Seeing the young people of Gaza, which was rocked by conflict earlier this year, so happy has “affected me quite a bit,” said Ms. van Dijk, 34, who has served with UNRWA for nearly five years. “It's just amazing how they're able to move on, not to forget, but somehow to move on.”

Ms. van Dijk, who pursued Middle Eastern studies at university in her native Netherlands, paid tribute to “the incredible resilience of people, sometimes against all else, who still maintain that very remarkable and admirable spirit to go on and to try to provide a decent life for their children.”

Speaking to the UN News Centre on the eve of the first annual World Humanitarian Day on 19 August, she added that “the sense of humour that people have here has been quite exemplary for me to understand what it's like to grow up in a situation that's at time seems very hopeless, to maintain hope for better times.”

As an analysis and evaluation officer with UNRWA, which is mandated to assist over 1 million Palestinian refugees in Gaza and educates 200,000 Gazan children, Ms. van Dijk's work focuses on children with special needs and on boosting education standards in the area as part of a scheme known as the Schools of Excellence programme.

That initiative, launched in 2006, seeks to improve educational levels, which have sharply declined following years of occupation and the closure of crossing points.

Based on discussions with teachers, students and others, UNRWA has implemented remedial summer programmes and is also tackling the system of automatically upgrading students, many of whom were unable to attend school due to conflict, to the next level, regardless of their academic progress.

Ms. van Dijsaid the crossing closures have “touched every segment of society in Gaza ” and triggered increased poverty. The rise in unemployment meant that “kids would come to school hungry, and that's why a school feeding programme was very important because they obviously couldn't concentrate in the classrooms any more.”

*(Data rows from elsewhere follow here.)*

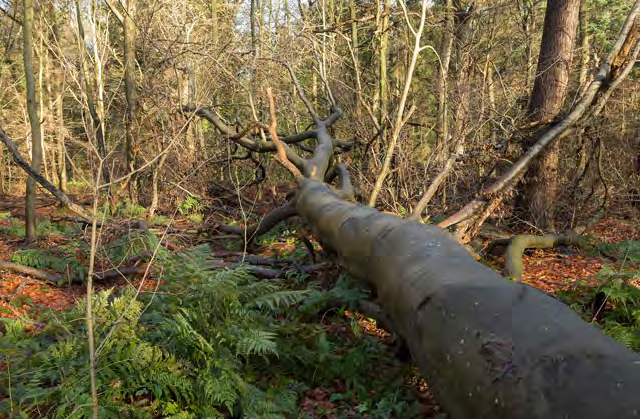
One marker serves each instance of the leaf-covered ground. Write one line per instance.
(549, 270)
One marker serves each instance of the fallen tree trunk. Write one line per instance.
(489, 347)
(513, 255)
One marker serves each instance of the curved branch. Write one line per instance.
(431, 190)
(601, 84)
(346, 187)
(282, 153)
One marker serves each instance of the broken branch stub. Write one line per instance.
(488, 347)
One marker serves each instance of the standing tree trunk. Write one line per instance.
(130, 92)
(547, 99)
(442, 127)
(34, 120)
(61, 154)
(254, 35)
(354, 42)
(383, 61)
(214, 21)
(584, 44)
(93, 91)
(528, 9)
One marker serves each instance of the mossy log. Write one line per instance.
(513, 255)
(488, 347)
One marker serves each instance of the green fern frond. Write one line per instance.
(258, 342)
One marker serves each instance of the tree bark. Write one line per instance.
(585, 42)
(93, 91)
(33, 174)
(547, 99)
(129, 27)
(442, 127)
(34, 120)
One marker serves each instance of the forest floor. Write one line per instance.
(25, 297)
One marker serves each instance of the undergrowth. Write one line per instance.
(213, 343)
(614, 305)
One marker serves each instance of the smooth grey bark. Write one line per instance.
(34, 120)
(488, 347)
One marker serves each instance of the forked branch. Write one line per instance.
(282, 153)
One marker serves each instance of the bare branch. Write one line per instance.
(267, 223)
(600, 85)
(282, 153)
(57, 193)
(301, 94)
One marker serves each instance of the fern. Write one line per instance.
(60, 261)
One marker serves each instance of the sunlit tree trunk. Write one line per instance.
(584, 43)
(442, 127)
(34, 120)
(383, 59)
(254, 35)
(547, 99)
(94, 91)
(130, 92)
(354, 42)
(214, 21)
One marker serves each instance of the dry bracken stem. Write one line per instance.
(282, 154)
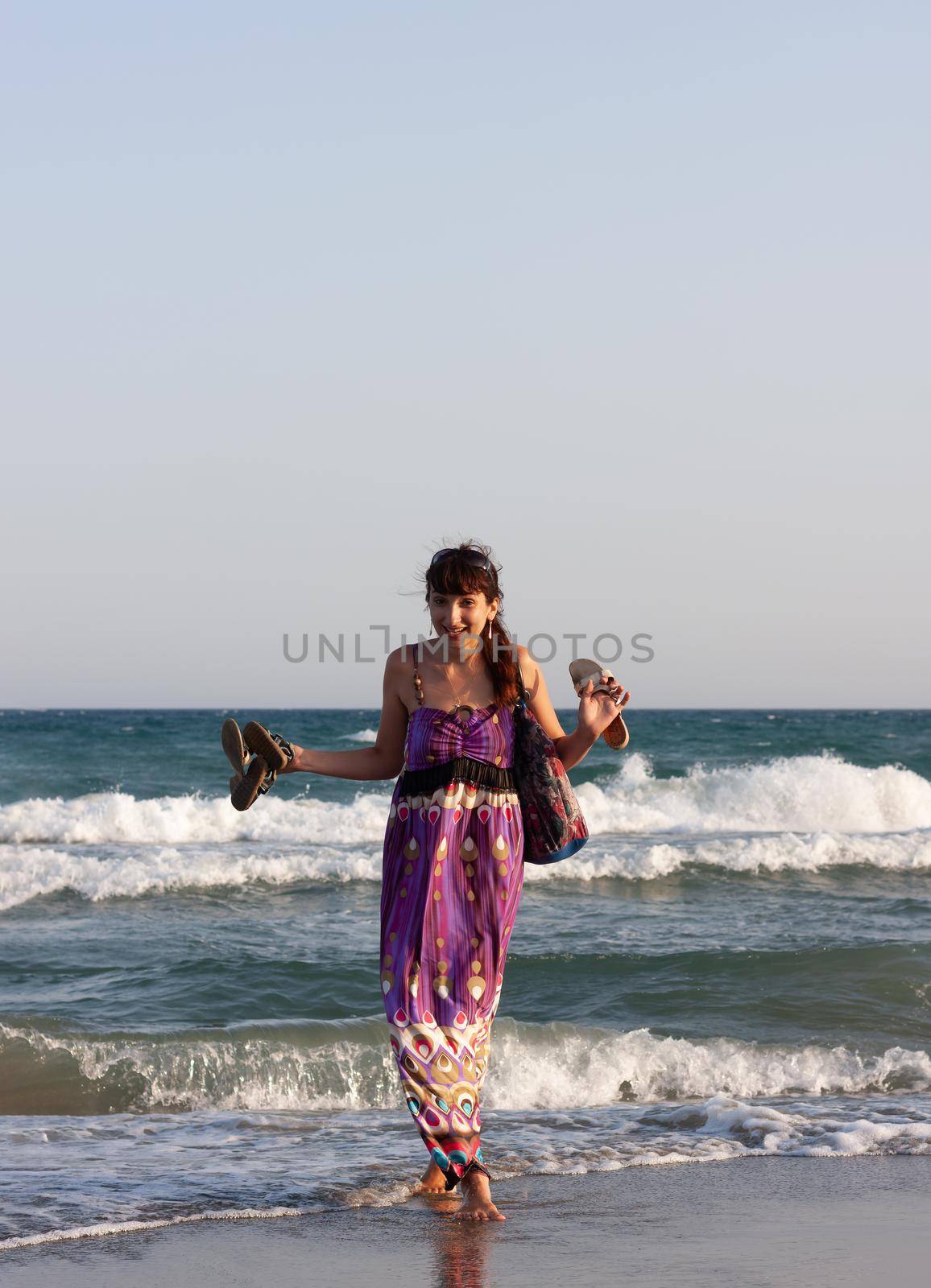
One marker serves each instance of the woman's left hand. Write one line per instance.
(598, 710)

“There is a generation obviously that is growing up right now that has had no contact with their neighbours, the Israelis, whatsoever, from both sides,” Ms. van Dijk explained, adding that although previous generations of Gazans had business contacts and friendships with Israelis, the closures have brought an end to that.

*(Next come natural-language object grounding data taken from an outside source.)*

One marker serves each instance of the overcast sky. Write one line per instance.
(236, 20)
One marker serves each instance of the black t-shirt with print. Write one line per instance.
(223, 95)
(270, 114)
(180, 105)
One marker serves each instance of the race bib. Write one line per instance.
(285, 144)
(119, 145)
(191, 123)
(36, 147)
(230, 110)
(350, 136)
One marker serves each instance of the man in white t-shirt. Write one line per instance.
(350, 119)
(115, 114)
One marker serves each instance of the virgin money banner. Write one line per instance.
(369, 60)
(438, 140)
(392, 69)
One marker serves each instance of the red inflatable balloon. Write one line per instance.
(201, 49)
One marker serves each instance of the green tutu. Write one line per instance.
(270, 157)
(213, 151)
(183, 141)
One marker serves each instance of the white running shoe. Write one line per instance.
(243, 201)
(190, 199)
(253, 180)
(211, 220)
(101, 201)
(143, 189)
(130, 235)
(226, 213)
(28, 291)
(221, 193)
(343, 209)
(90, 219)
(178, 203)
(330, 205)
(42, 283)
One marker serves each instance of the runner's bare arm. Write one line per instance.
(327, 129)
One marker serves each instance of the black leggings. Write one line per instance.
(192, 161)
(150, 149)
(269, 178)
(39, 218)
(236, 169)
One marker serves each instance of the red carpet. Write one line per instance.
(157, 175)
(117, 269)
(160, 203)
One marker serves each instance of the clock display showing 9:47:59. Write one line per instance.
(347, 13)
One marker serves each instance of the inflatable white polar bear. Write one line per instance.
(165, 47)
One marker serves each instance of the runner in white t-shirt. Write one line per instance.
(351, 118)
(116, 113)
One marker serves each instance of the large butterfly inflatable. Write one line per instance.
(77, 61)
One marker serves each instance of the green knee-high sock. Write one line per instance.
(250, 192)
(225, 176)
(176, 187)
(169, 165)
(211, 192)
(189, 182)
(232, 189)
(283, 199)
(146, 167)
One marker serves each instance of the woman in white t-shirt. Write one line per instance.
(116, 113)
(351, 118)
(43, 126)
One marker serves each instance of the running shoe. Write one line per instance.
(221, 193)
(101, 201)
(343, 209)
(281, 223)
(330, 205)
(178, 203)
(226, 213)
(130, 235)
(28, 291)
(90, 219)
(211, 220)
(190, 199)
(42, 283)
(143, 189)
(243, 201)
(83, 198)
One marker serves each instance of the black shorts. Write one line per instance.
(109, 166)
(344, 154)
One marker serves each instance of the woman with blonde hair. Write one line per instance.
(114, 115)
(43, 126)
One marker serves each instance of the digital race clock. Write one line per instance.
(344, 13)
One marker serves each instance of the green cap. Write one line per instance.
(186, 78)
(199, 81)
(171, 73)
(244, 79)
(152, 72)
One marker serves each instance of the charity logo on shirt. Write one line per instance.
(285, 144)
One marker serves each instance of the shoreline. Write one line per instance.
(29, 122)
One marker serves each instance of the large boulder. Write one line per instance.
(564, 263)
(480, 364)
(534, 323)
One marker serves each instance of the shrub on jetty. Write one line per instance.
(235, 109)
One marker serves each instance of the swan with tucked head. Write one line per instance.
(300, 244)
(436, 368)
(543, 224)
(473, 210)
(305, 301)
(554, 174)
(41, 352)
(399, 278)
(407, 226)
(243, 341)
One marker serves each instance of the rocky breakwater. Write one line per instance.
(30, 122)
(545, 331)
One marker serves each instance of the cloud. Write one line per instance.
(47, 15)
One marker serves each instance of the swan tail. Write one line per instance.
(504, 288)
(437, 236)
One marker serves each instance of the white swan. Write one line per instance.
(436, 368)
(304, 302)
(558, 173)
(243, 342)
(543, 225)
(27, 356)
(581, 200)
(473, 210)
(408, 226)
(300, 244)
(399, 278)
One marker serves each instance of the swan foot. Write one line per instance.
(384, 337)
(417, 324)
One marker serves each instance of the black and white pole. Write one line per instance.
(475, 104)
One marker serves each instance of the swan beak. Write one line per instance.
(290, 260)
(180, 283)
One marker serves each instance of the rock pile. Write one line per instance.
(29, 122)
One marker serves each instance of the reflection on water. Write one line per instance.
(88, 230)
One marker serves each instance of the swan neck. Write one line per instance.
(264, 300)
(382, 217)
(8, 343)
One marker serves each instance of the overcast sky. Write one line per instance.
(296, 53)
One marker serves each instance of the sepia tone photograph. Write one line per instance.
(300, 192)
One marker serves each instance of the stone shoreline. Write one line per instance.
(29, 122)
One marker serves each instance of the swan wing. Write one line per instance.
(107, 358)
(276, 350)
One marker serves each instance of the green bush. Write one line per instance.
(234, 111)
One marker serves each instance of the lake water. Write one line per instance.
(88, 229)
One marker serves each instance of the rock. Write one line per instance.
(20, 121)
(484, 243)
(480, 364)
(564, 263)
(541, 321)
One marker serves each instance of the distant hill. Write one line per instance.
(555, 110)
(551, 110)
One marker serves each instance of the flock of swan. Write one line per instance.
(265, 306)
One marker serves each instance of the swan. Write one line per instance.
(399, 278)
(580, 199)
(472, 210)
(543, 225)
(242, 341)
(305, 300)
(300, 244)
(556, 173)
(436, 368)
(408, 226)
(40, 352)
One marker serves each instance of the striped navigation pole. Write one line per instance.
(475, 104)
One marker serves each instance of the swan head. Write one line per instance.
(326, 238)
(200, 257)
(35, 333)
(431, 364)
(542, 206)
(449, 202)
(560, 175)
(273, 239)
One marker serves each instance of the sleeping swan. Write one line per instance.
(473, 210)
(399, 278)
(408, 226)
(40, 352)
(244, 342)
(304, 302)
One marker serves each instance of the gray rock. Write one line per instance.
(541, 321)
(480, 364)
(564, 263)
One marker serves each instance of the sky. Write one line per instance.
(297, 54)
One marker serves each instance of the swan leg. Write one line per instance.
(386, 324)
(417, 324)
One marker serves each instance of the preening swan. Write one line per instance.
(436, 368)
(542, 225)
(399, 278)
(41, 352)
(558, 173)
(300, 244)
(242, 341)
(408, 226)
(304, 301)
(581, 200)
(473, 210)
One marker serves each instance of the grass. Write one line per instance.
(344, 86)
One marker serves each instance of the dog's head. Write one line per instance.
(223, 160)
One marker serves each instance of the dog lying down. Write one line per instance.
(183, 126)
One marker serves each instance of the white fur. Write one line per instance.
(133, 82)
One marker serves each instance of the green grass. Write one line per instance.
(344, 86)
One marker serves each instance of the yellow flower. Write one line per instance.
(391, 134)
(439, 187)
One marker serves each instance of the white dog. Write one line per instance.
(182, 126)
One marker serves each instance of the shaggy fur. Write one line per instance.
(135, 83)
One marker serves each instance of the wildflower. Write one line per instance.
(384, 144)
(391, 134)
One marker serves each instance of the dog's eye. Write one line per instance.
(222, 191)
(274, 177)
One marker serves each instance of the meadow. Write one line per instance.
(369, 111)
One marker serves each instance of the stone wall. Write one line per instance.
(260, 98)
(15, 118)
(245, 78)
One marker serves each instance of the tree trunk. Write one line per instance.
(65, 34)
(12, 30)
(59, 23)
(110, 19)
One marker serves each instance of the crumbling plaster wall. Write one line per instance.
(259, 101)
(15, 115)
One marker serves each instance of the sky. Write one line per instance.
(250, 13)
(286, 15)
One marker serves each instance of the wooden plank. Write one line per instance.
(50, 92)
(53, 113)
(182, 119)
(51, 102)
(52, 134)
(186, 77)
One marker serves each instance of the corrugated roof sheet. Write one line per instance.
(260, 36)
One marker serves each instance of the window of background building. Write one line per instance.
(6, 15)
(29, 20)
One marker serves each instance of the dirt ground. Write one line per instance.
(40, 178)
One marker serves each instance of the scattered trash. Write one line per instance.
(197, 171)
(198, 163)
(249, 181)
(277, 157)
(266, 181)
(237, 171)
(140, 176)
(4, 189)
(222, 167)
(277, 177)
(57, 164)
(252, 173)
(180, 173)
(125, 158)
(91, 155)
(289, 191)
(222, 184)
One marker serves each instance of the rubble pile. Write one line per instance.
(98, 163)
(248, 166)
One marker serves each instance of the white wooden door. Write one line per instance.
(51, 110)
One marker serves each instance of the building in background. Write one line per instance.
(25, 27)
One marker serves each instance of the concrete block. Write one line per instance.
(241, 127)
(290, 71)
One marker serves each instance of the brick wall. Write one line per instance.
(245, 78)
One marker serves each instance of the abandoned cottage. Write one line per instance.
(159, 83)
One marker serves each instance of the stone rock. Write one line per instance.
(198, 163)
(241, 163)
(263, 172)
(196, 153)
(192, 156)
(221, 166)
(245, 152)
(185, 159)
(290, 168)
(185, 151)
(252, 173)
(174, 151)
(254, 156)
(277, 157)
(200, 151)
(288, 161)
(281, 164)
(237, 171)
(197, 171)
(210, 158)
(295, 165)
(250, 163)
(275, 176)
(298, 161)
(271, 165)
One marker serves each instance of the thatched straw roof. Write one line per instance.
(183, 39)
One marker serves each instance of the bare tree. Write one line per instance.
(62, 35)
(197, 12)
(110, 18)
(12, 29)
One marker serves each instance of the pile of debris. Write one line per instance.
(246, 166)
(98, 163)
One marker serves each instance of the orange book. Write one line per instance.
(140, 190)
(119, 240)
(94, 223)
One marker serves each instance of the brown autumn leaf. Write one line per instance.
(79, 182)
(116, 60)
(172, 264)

“So it's very unfortunate that you have people who are growing up from both sides with prejudices, not knowing each other, [without]communication at a very basic and important level.”

Her work takes her into the field, either into schools or into refugee camps, on a daily basis, and she is “always welcomed very, very warmly by both my colleagues in schools and the students,” the relief officer said.

Ms. van Dijk voiced pride in the work of UNRWA, which next month will mark its 60th anniversary, saying the agency “is often seen as a sort of beacon of stability.” The more than 10,000 national staff and handful of international personnel in UNRWA “have made really tried to make a difference.”

Israel's military offensive targeting Hamas militants on the tiny strip of land earlier this year killed over 1,400 people and injured 5,000 others, also reducing homes, schools, hospitals and marketplaces to rubble.

“That was one of the worst times that I've seen in Gaza , the extent of the violence, the not knowing where the next bomb would fall,” Ms. van Dijk said. “I think that's something that has terribly, terribly affected the kids.”

UNRWA reopened its schools – some of which, housing 50,000 internally displaced persons (IDPs), were bombed – shortly after the end of the ceasefire was declared.

That move was “the only way to get kids back into a certain sense of normalization after what they've all been through because during the war,” Ms. van Dijk said.

Through such activities as the Summer Games, the UN agency is seeking to ensure that the children of Gaza “maintain an open mindset,” the aid worker said.

“These are just the things that make you feel happy on a daily basis to see that and to be able in that concrete sense to help out,” she highlighted.

Almost nearing her five-year mark in Gaza, Ms. van Dijk is excited about the challenges that lay ahead of her, seeking to return to Europe soon to possibly attain a higher degree in child protection, education in emergencies or a similar field.

“I hope that I have given to Gaza what I could,” she said. “Certainly, Gaza has given me a lot.”